Standard-Thermosysteme im Modulbaukasten

Die Erfahrung zeigt jedoch, dass die Kunden nicht immer eine individuelle Lösung benötigen und auch auf Standards zurückgreifen könnten. Die Vorteile standardisierter Thermosysteme sind schnellere Lieferzeiten und niedrigere Investitionskosten. Deshalb haben die Ingenieure des Unternehmens jetzt die neue Baureihe CeraTherm stack entwickelt, deren Vorstellung auf den Herbstmessen einen besonderen Schwerpunkt einnimmt.

Die vertikalen stack-Systeme des Unternehmens sind extrem platzsparende Industrieöfen. Basierend auf standardisierten Modulkomponenten sind sie unter Ausnutzung der zur Verfügung stehenden Raumhöhe kundenindividuell konfigurierbar und sparen gegenüber horizontalen Varianten im erheblichen Maß Produktionsfläche ein.

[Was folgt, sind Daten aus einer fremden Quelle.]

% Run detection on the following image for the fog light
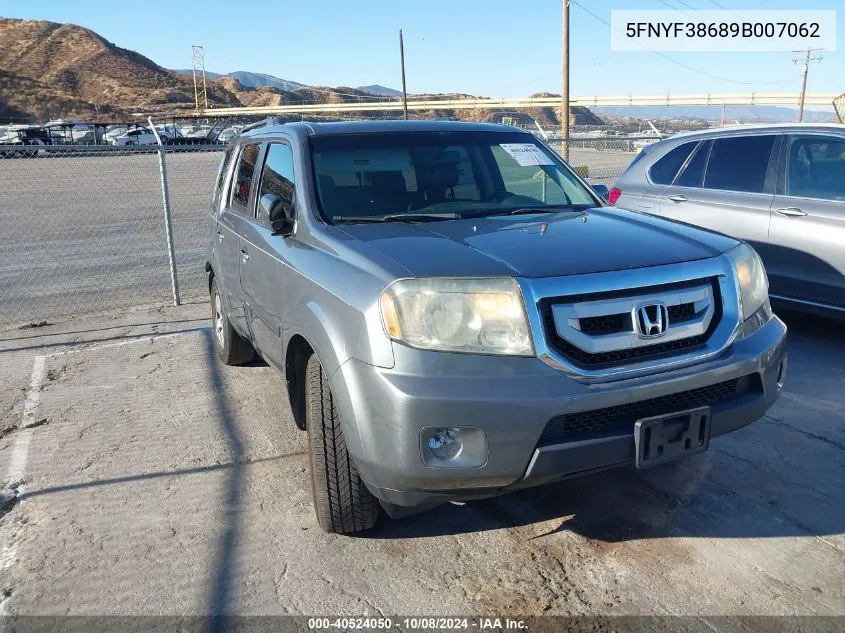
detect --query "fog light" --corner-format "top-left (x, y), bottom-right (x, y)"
top-left (420, 426), bottom-right (487, 468)
top-left (778, 357), bottom-right (787, 391)
top-left (428, 429), bottom-right (464, 461)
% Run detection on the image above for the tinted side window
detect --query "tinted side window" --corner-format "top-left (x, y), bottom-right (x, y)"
top-left (258, 143), bottom-right (294, 208)
top-left (675, 141), bottom-right (710, 187)
top-left (648, 141), bottom-right (698, 185)
top-left (786, 136), bottom-right (845, 201)
top-left (704, 136), bottom-right (776, 193)
top-left (229, 144), bottom-right (258, 213)
top-left (214, 147), bottom-right (235, 206)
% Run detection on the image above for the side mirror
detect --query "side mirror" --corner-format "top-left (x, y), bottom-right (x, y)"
top-left (258, 193), bottom-right (293, 236)
top-left (590, 183), bottom-right (610, 202)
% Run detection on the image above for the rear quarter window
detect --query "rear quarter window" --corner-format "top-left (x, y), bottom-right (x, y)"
top-left (648, 141), bottom-right (698, 185)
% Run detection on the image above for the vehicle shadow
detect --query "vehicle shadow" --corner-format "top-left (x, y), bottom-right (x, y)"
top-left (203, 329), bottom-right (246, 633)
top-left (360, 311), bottom-right (845, 542)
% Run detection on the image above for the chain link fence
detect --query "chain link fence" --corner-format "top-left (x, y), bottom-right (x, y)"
top-left (0, 146), bottom-right (222, 330)
top-left (0, 138), bottom-right (639, 332)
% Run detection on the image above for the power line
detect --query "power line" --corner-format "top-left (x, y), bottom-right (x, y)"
top-left (570, 0), bottom-right (792, 86)
top-left (792, 46), bottom-right (822, 123)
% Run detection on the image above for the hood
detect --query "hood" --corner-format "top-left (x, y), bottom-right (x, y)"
top-left (338, 208), bottom-right (738, 278)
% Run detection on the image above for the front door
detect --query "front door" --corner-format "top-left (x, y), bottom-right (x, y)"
top-left (217, 143), bottom-right (259, 334)
top-left (241, 141), bottom-right (296, 371)
top-left (767, 134), bottom-right (845, 307)
top-left (660, 135), bottom-right (777, 254)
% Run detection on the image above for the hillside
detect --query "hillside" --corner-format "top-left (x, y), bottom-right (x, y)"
top-left (593, 105), bottom-right (836, 123)
top-left (0, 18), bottom-right (601, 126)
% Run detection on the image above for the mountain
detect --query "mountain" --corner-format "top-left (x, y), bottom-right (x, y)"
top-left (358, 84), bottom-right (402, 97)
top-left (0, 18), bottom-right (239, 120)
top-left (173, 68), bottom-right (306, 92)
top-left (592, 105), bottom-right (836, 123)
top-left (0, 18), bottom-right (602, 126)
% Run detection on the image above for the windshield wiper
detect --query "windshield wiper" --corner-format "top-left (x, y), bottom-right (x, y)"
top-left (462, 204), bottom-right (590, 217)
top-left (332, 211), bottom-right (463, 222)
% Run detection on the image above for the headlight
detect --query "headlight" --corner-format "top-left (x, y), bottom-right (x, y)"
top-left (728, 243), bottom-right (769, 321)
top-left (379, 278), bottom-right (534, 356)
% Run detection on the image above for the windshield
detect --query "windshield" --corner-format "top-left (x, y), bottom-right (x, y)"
top-left (311, 132), bottom-right (598, 222)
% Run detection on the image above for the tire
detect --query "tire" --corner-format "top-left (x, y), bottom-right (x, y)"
top-left (305, 354), bottom-right (379, 534)
top-left (210, 279), bottom-right (255, 365)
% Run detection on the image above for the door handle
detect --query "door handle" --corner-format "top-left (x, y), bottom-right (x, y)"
top-left (775, 207), bottom-right (807, 218)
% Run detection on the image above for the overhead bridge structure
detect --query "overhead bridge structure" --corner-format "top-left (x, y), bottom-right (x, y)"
top-left (170, 92), bottom-right (837, 118)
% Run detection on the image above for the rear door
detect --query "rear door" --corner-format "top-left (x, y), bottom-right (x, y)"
top-left (766, 134), bottom-right (845, 307)
top-left (660, 134), bottom-right (777, 259)
top-left (216, 143), bottom-right (260, 334)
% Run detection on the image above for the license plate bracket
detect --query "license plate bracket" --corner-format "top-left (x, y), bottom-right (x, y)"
top-left (634, 407), bottom-right (712, 469)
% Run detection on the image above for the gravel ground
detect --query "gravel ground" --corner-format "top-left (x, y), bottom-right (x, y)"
top-left (0, 306), bottom-right (845, 630)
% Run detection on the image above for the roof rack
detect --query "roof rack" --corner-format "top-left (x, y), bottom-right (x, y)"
top-left (241, 116), bottom-right (284, 134)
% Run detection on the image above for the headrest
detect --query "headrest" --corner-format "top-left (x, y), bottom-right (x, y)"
top-left (420, 164), bottom-right (460, 190)
top-left (370, 171), bottom-right (407, 191)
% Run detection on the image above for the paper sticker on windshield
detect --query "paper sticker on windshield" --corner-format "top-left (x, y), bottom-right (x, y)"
top-left (499, 143), bottom-right (554, 167)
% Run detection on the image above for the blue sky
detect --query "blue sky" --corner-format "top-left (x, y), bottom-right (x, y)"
top-left (0, 0), bottom-right (845, 97)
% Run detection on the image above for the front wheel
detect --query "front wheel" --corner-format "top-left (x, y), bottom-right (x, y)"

Der Bauteiltransport wird über spezielle stapelbare Warenträger realisiert, deren Abstände flexibel an die Bauhöhe der zu temperierenden Bauteile angepasst werden. Dieses Stapelprinzip arbeitet abrieb- und schmierstofffrei, weshalb es in Fertigungsumgebungen mit Reinraumanforderungen bis Klasse ISO 7 betrieben werden kann. Bei sehr flachen Bauteilen wie z. B. Folien oder Platinen kann dadurch eine extrem hohe Packungsdichte erreicht werden. Vier bis zwölf unterschiedliche Temperaturzonen können innerhalb einer Anlage abgebildet werden.

Die stack-Systeme können nahtlos in bestehende Fertigungslinien integriert werden. Dies ist in Form einer „Bypass“-Integration durch Umsetzung der Bauteile auf spezielle Mehrfachwarenträger möglich, was den Flächenbedarf weiter verringert. Die für das Handling notwendige Robotik kann auf Wunsch sofort mit integriert werden.

Auf der productronica kann der CeraTherm stack live erleben und sich ausführlich beraten lassen.

productronica, Stand B2.107

www.ceracon.com


Zum Unternehmen

Die CeraCon GmbH mit Sitz in Weikersheim wurde im Jahr 2000 als Engineering- und Maschinenbauunternehmen gegründet. Heute betreibt das Unternehmen mit derzeit rund 200 Mitarbeitern drei Geschäftsbereiche an verschiedenen Standorten im In- und Ausland.

Den Kernbereich bilden der Vertrieb, die Konstruktion und die Herstellung von standardisierten und kundenspezifischen Anlagen. Der Bereich „Sealing systems“ umfasst das Verarbeiten und Aufbringen geschäumter Dichtungen direkt am abzudichtenden Bauteil sowie die Entwicklung und Produktion der dafür notwendigen Kleb- und Dichtstoffe. Zum Bereich „Thermal systems“ zählen das Wärmebehandeln und Puffern von Bauteilen in horizontaler und vertikaler Bauweise. Der dritte Bereich „Laser systems“ umfasst das Beschneiden, Trennen und Perforieren von Kunststoffen sowie das Oberflächenbehandeln von Kunststoff- und Metallbauteilen.

Zudem werden im Lohnauftrag Kundenbauteile im eigenen Anlagenpark in Groß- und Kleinserien mit Dichtschaum versehen oder Kunststoffbauteile mit modernster Lasertechnik im Kundenauftrag bearbeitet. Die Zielbranchen der drei Geschäftsfelder sind im Bereich der Automobilindustrie und deren Zulieferer, der Elektrik- und Elektronikindustrie, der weißen Ware sowie der Medizintechnik zu finden. Etwa 70 % seines Umsatzes tätigt das Unternehmen inzwischen im Ausland.